L’AOT-KH inspecte des positions militaires illégales thaïlandaises dans la province d’Oddâr Meanchey
AKP Phnom Penh, le 27 août 2026 -- L’Équipe d’observation de l’ASEAN au Cambodge (AOT-KH) a effectué jeudi une mission de terrain dans la zone d’O’ Smach, dans la province d’Oddâr Meanchey, afin d’observer, de vérifier et de rendre compte de la situation le long de la frontière entre le Cambodge et la Thaïlande, selon un communiqué de presse de la porte-parole du ministère de la Défense nationale.
À 10 heures, le Groupe de liaison cambodgien a coordonné cette mission, conduite par le chef de mission de l’AOT-KH, représentant les Philippines.
L’équipe a inspecté plusieurs sites où ont été signalés le déploiement illégal de conteneurs, l’installation de barbelés, ainsi que la construction de tranchées, de remblais et de routes, et a constaté la présence de forces militaires thaïlandaises sur le territoire cambodgien au point d’entrée international d’O’ Smach et dans la zone d’O’ Kla Khmom, dans le village d’O’ Kla Khmom, district d’O’ Smach, ville de Samraong.
Selon le communiqué, cette situation empêche actuellement 366 citoyens cambodgiens, issus de 98 familles, dont 190 femmes et 101 enfants, de regagner leurs domiciles.
Le ministère a indiqué que l’observation et la vérification effectuées par l’AOT-KH soulignaient l’urgence pour la Commission mixte frontalière Cambodge-Thaïlande (JBC) de reprendre au plus tôt ses travaux de démarcation.
Cette démarche s’inscrit dans le cadre du point 4 du Communiqué conjoint de la 3e réunion spéciale du Comité général des frontières (GBC), tenue le 27 décembre 2025, qui prévoit notamment de permettre aux populations concernées de regagner leurs domiciles en toute sécurité, dans la paix et dans la dignité, sans entrave.
Le Cambodge a réaffirmé sa position ferme en faveur de la protection de la frontière internationale héritée des travaux de la Commission de délimitation de la frontière entre l’Indochine et le Siam, conformément au droit international et au principe de l’inviolabilité des frontières (Uti Possidetis Juris).

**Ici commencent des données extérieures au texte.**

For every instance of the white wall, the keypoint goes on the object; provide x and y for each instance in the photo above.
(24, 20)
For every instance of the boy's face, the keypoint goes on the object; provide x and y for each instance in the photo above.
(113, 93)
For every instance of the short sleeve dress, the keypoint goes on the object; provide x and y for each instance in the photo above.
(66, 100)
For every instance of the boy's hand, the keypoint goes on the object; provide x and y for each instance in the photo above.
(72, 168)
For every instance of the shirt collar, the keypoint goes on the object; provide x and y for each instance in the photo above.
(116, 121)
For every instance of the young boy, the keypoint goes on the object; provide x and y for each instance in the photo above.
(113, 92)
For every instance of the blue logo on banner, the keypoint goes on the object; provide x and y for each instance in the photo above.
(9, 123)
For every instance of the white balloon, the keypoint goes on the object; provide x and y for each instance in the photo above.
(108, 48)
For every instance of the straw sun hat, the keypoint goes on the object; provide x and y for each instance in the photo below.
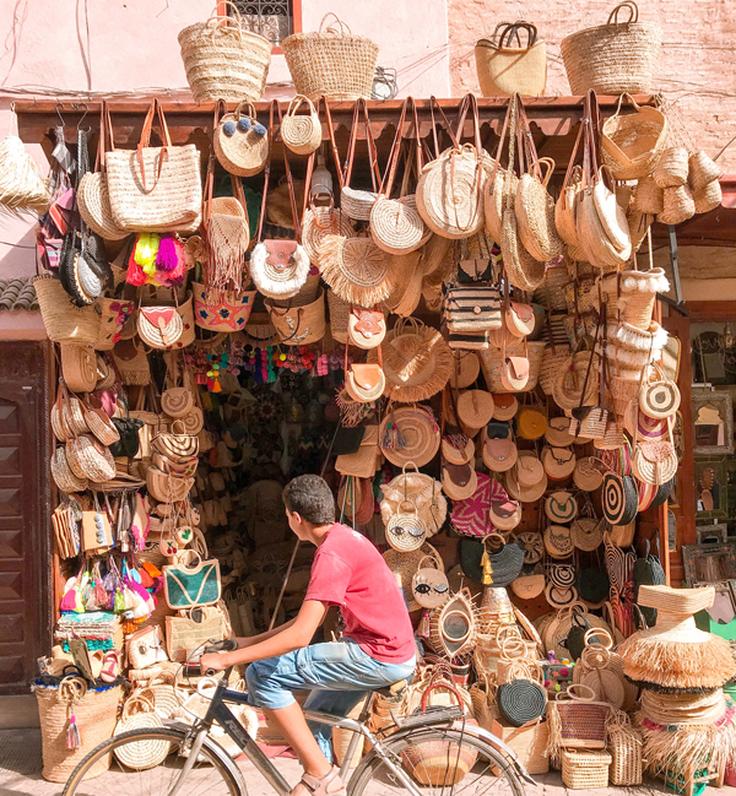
(416, 360)
(675, 654)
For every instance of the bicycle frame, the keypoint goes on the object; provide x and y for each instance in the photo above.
(219, 712)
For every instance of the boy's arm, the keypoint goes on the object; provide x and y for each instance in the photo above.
(293, 635)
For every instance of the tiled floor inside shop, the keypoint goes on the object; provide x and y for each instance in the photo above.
(20, 755)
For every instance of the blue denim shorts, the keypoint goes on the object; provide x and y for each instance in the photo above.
(332, 666)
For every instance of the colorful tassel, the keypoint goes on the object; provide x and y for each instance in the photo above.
(167, 256)
(73, 738)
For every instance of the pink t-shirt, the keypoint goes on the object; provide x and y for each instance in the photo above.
(348, 571)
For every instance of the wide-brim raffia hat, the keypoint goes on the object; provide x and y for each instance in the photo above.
(675, 653)
(416, 360)
(409, 435)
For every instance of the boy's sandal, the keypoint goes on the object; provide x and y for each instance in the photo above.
(320, 786)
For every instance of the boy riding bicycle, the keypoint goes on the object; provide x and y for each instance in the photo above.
(377, 647)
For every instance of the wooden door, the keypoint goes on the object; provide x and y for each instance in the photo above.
(25, 563)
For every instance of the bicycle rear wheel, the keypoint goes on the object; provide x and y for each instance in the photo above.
(441, 761)
(147, 762)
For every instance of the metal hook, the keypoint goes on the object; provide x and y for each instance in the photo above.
(84, 116)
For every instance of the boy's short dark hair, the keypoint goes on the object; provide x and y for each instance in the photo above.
(311, 497)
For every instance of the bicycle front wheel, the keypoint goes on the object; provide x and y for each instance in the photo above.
(441, 761)
(148, 762)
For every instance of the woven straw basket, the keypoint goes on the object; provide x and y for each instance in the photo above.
(331, 62)
(96, 714)
(224, 60)
(632, 143)
(585, 770)
(63, 321)
(613, 58)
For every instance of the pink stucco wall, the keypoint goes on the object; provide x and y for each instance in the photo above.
(697, 66)
(132, 46)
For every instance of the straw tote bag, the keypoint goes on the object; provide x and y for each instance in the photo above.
(601, 225)
(279, 268)
(504, 69)
(357, 203)
(533, 205)
(241, 143)
(396, 226)
(93, 201)
(450, 188)
(155, 188)
(301, 132)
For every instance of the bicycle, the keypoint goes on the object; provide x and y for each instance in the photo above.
(408, 759)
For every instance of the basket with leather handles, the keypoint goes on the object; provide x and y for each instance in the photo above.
(506, 66)
(396, 226)
(428, 760)
(616, 57)
(577, 720)
(279, 268)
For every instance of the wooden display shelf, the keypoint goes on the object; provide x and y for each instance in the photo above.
(553, 120)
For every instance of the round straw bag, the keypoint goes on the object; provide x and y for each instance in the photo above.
(241, 142)
(409, 435)
(405, 530)
(452, 626)
(95, 714)
(632, 144)
(672, 167)
(301, 133)
(139, 713)
(224, 60)
(63, 321)
(331, 62)
(520, 701)
(357, 270)
(613, 58)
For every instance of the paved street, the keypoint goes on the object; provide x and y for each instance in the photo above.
(20, 755)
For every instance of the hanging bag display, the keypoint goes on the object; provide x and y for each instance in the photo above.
(192, 585)
(395, 224)
(279, 268)
(155, 188)
(93, 201)
(357, 203)
(505, 66)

Il a également réitéré son attachement aux conventions et traités franco-siamois, aux protocoles et cartes issus des travaux de délimitation, aux procès-verbaux pertinents, ainsi qu’au Mémorandum d’entente de 2000, aux Termes de référence de 2003 et aux autres accords convenus entre les deux parties.

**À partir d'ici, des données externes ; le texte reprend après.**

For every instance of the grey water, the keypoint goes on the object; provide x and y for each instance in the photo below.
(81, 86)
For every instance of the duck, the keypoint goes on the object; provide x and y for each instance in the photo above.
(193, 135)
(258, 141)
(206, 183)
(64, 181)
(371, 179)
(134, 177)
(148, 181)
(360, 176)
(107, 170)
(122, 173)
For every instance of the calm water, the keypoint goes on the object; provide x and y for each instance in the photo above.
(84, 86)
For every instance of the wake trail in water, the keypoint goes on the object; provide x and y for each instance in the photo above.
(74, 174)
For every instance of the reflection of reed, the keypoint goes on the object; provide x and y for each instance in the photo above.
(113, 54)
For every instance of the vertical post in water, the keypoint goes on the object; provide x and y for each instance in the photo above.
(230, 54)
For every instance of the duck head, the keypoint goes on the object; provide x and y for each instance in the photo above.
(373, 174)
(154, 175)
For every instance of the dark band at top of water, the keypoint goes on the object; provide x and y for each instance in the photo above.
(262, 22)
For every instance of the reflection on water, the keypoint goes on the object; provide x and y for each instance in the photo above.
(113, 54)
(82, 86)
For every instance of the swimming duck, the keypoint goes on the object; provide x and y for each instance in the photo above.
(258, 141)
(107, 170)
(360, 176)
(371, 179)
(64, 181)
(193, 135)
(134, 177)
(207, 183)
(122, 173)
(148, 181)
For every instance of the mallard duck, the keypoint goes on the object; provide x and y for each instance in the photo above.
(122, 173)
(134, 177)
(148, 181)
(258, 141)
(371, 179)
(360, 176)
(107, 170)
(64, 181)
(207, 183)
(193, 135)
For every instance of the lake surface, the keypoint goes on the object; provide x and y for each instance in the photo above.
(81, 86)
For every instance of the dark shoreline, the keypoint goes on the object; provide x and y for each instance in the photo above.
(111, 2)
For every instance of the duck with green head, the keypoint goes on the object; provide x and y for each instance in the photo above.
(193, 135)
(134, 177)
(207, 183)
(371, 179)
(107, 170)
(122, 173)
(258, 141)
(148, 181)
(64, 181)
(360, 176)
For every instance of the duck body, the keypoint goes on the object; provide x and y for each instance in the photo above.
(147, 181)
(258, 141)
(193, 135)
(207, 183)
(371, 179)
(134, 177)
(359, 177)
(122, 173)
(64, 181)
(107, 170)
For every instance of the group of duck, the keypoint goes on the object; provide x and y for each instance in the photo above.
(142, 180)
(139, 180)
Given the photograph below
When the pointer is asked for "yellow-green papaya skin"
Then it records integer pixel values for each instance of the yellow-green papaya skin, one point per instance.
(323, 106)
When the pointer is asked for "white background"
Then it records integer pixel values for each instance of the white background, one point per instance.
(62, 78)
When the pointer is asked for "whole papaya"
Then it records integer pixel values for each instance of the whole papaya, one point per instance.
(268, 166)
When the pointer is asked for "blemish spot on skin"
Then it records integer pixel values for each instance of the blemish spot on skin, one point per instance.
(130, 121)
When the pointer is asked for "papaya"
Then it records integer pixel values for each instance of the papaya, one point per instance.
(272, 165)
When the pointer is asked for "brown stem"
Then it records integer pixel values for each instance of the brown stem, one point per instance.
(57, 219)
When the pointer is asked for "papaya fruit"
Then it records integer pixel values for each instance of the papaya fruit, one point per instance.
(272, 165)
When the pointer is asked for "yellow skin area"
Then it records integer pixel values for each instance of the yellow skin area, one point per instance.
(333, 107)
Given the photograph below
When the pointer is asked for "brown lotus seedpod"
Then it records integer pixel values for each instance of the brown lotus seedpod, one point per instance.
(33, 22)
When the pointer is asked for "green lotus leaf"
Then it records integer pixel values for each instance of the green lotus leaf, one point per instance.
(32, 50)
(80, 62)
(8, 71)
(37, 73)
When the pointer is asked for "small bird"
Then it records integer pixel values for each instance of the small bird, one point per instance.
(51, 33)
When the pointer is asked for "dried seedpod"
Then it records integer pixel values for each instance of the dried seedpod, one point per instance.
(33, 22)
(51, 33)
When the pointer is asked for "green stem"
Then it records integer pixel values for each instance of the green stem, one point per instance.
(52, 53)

Le Cambodge a enfin déclaré qu’il ne reconnaissait aucune modification de la frontière résultant du recours à la force ou de l’occupation illégale de son territoire par la création d’un fait accompli sur le terrain. Le ministère a ajouté que le Royaume continuerait de protester officiellement contre toute action unilatérale ou abusive de la Thaïlande qu’il considère comme une violation de l’intégrité territoriale légitime du Cambodge.